Вот-вот оборвется наша последняя ниточка. Секундным прозрением я вдруг охватываю ее фронтовую судьбу. Фантазерка, мистификаторша, вруша. Ходить повадилась по краю пропасти. А война — это всерьез, без жалости, сплеча и без разбора.
— Ника, — кричу, — Ника!
Что же еще? Если б она ехала на каникулы к маме, тогда можно бы крикнуть: береги себя! будь осторожна! — и прочее. А сейчас их не выговорить — смешные слова.
Она выдернула из кармана руку в варежке, машет.

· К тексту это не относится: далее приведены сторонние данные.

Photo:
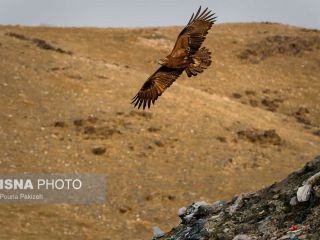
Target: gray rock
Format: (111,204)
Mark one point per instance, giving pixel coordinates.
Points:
(242,237)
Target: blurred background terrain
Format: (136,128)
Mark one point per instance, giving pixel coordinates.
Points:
(247,121)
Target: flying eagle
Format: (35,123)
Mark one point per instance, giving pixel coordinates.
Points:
(185,56)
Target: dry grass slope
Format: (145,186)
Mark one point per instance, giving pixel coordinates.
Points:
(247,121)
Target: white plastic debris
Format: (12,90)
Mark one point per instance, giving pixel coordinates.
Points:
(304,192)
(157,232)
(182,211)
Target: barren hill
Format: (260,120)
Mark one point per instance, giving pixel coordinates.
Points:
(247,121)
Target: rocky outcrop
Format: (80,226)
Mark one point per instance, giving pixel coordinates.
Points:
(289,209)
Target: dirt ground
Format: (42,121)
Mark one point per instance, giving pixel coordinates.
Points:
(247,121)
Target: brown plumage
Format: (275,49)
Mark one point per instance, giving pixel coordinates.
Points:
(185,56)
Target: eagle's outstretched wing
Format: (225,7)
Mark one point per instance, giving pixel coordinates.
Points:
(193,35)
(155,85)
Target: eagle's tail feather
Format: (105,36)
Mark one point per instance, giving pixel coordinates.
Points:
(201,60)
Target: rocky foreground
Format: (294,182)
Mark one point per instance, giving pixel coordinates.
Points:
(289,209)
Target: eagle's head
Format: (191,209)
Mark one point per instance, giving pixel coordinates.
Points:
(163,61)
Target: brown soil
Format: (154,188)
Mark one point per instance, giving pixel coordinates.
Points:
(237,127)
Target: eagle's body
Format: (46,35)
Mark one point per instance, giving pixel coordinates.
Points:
(186,56)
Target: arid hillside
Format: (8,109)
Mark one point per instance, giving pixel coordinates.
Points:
(247,121)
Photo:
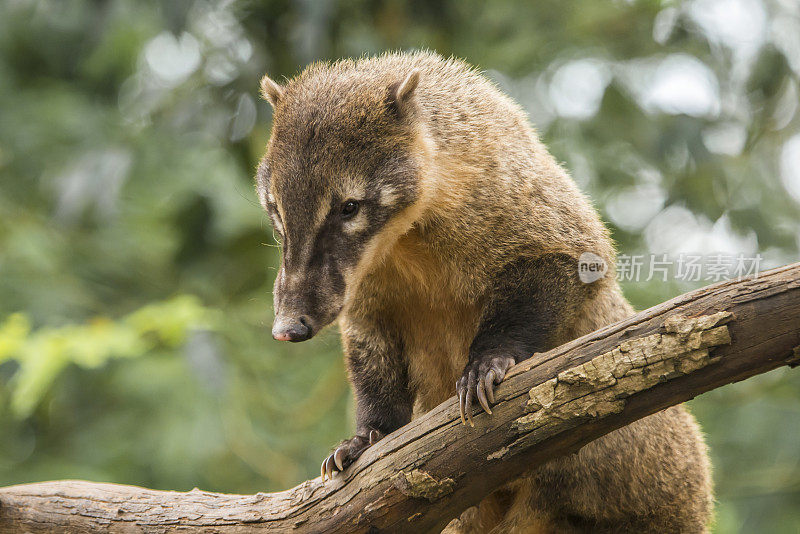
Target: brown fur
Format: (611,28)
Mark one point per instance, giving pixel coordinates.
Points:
(486,193)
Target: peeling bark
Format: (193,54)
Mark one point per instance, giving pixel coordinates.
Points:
(427,472)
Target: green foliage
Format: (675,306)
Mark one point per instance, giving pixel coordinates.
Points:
(129,133)
(42,355)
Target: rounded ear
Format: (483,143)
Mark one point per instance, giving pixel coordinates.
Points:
(400,94)
(271,91)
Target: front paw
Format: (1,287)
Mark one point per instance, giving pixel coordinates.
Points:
(479,378)
(347,453)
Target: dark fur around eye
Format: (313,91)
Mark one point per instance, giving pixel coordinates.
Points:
(349,209)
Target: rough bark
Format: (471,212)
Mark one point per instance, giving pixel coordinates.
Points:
(426,473)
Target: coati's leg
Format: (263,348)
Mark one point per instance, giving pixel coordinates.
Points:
(650,476)
(533,300)
(380,383)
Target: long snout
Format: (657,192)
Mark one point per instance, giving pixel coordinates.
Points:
(292,328)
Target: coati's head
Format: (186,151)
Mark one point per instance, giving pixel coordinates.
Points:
(341,181)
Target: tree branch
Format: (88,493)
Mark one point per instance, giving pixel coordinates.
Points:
(426,473)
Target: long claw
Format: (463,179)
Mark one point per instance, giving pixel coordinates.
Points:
(329,467)
(481,394)
(461,402)
(468,403)
(338,456)
(489,381)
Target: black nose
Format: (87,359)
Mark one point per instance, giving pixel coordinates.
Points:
(291,329)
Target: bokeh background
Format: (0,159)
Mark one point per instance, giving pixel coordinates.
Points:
(136,265)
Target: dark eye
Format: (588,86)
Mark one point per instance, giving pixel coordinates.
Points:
(349,209)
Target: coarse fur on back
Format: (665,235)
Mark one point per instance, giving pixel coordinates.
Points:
(416,205)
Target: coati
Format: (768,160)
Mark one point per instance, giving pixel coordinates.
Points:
(415,204)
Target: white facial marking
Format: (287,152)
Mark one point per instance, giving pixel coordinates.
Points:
(356,224)
(389,196)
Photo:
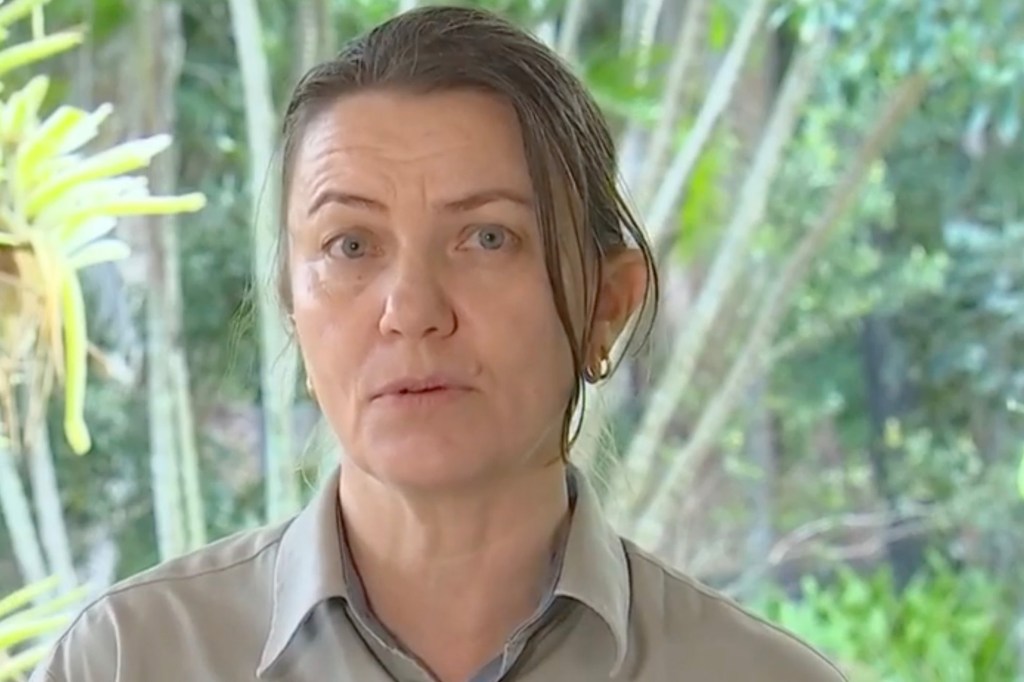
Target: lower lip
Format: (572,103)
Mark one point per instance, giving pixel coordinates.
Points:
(429,398)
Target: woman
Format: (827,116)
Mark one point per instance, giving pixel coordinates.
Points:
(456,261)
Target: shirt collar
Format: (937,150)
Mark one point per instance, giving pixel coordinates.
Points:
(309,567)
(307,570)
(594,569)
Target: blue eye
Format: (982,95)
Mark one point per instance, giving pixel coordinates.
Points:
(492,238)
(348,246)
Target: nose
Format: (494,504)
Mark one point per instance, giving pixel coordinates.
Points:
(416,304)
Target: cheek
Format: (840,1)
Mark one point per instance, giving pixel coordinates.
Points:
(318,310)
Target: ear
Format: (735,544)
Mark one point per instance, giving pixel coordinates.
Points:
(622,290)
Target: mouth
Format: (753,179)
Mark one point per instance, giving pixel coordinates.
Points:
(420,388)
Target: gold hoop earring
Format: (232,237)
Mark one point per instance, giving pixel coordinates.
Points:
(602,371)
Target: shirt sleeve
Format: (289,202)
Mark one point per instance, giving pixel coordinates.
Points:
(88,651)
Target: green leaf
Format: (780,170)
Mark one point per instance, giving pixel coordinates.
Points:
(1020,477)
(116,161)
(13,668)
(138,206)
(76,355)
(23,108)
(101,251)
(17,10)
(18,631)
(90,230)
(36,50)
(27,595)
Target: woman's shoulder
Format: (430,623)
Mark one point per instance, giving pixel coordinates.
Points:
(714,636)
(221,587)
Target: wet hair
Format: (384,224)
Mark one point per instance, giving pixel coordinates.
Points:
(568,145)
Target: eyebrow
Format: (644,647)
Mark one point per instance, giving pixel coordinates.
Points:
(467,203)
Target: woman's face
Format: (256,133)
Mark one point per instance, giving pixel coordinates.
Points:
(421,299)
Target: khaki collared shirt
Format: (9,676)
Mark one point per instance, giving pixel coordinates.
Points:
(282,603)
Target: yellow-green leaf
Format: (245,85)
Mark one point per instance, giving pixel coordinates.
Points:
(43,142)
(37,50)
(25,104)
(54,215)
(86,130)
(28,594)
(1020,477)
(27,630)
(116,161)
(136,206)
(13,668)
(100,251)
(76,356)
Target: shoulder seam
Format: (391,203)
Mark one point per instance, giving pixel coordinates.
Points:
(732,604)
(156,581)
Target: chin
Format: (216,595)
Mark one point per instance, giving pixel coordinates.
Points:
(422,465)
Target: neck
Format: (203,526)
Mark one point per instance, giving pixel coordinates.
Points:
(475,561)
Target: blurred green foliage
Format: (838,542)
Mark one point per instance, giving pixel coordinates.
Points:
(947,624)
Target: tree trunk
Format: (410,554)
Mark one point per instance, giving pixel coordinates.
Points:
(676,480)
(725,271)
(278,360)
(161,53)
(666,198)
(17,515)
(764,462)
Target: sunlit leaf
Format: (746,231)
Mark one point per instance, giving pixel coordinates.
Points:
(1020,477)
(93,228)
(36,50)
(13,668)
(101,251)
(23,108)
(27,595)
(116,161)
(140,206)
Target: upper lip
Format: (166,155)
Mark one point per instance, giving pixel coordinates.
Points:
(422,383)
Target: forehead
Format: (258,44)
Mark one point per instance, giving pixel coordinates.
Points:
(438,140)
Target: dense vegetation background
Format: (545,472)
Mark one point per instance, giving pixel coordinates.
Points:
(827,422)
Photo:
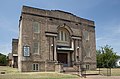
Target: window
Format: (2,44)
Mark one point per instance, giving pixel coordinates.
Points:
(86,35)
(88,52)
(36,27)
(87,67)
(36,47)
(63,35)
(35,67)
(26,50)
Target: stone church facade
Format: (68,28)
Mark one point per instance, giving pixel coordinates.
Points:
(50,40)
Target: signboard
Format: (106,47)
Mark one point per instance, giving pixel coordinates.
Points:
(26,50)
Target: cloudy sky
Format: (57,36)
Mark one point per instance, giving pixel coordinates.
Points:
(105,13)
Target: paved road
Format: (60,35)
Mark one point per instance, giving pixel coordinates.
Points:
(101,77)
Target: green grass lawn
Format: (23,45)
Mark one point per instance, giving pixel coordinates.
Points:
(13,73)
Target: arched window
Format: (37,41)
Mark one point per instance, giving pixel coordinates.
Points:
(63,35)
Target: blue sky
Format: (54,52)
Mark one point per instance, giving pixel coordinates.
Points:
(105,13)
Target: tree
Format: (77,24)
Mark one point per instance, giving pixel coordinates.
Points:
(106,57)
(3,59)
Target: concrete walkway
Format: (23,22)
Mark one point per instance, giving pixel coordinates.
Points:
(101,77)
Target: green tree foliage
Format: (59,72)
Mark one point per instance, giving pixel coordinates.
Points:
(106,57)
(3,59)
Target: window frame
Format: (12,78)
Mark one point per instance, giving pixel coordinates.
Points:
(86,35)
(35,67)
(63,35)
(28,48)
(34,48)
(36,25)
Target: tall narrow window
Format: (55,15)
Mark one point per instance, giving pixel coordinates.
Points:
(36,28)
(87,66)
(86,35)
(35,67)
(36,47)
(26,50)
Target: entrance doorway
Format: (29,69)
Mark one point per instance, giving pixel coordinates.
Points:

Медленно уходят дома. Что ни дом — на шесте, на дереве скворечня. «…Честное даем мы слово, что нигде и никогда мы не сделаем плохого, не разорим их гнезда…»
Последняя заповедь Ставрополя.
Из проулка, ведущего в поле, выбегает расхристанный — шапка съехала на ухо, шинель враспашку — Самостин. Торопился из кумысосанатория, добежал, успел.
— Ника! — кричу (она идет за санями) и киваю на Самостина: гляди, твой жених. Поняла меня, усмехается.
Самостин подскочил к саням, трясет мою руку. Лоб его взмок. Бежал, трудился, чтоб успеть проводить. Я чувствую себя растроганной. Улыбка дрожит на его темных щеках, высыпают мелкие, белые, похожие на молочные зубы.
Он отстал от саней, стоит, не поправляя шапки, не застегнув шинель, какой-то растерянный, сбитый с толку. Остается в глухомани, в кумысосанатории, откуда даже лошади ушли на войну.
— Витя, до свидания!
Сани дернулись, побежали по накатанной мостовой, и наш возница, парнишка лет пятнадцати, побежал рядом, не выпуская вожжей.
Уже передние сворачивают, сейчас и мы за ними. За поворотом скроются с глаз провожающие. Ника машет чем-то белым. Расстаемся. Может быть, еще увидимся, если повезет, в Куйбышеве или в Москве. И все-таки это уже прощание. Мы затеряемся где-то в войне, и я никогда больше не увижу ее так отчетливо, так полно, как в эти минуты.
Наши сани свернули, скрипя и кренясь, и пошли резвее по пустой базарной площади, взвихривая ошметки соломы, разгоняя по снегу мерзлые лошадиные катыши.
Позади остался последний дом — портного Чеснокова.
Уходит Ставрополь… Уже лошадь пошла под гору, прямо к Волге, по разъезженной дороге, подравниваясь с другими санями. Наш возница прыгнул в сани, стегнул лошадь и во всю мочь закричал:
— Э-эй! Волга-барыня!
Тащится лошадь, покачиваются сани. Над головой — сизая пелена. Белая Волга под нами, белые берега исчирканы прутьями кустарника, высунувшегося из-под снега. За пологим берегом — белый простор сомкнувшихся земли и неба. И еще где-то там смутной стеной лес без зубьев — туман сровнял. Едем. Впереди нас на санях — Ангелина, Митька Коршунов и еще кто-то, примелькавшийся нам со спины за эти часы. Какой он с лица, не могу припомнить. А между тем он старшой и везет засургученный пакет с предписанием нашей команде.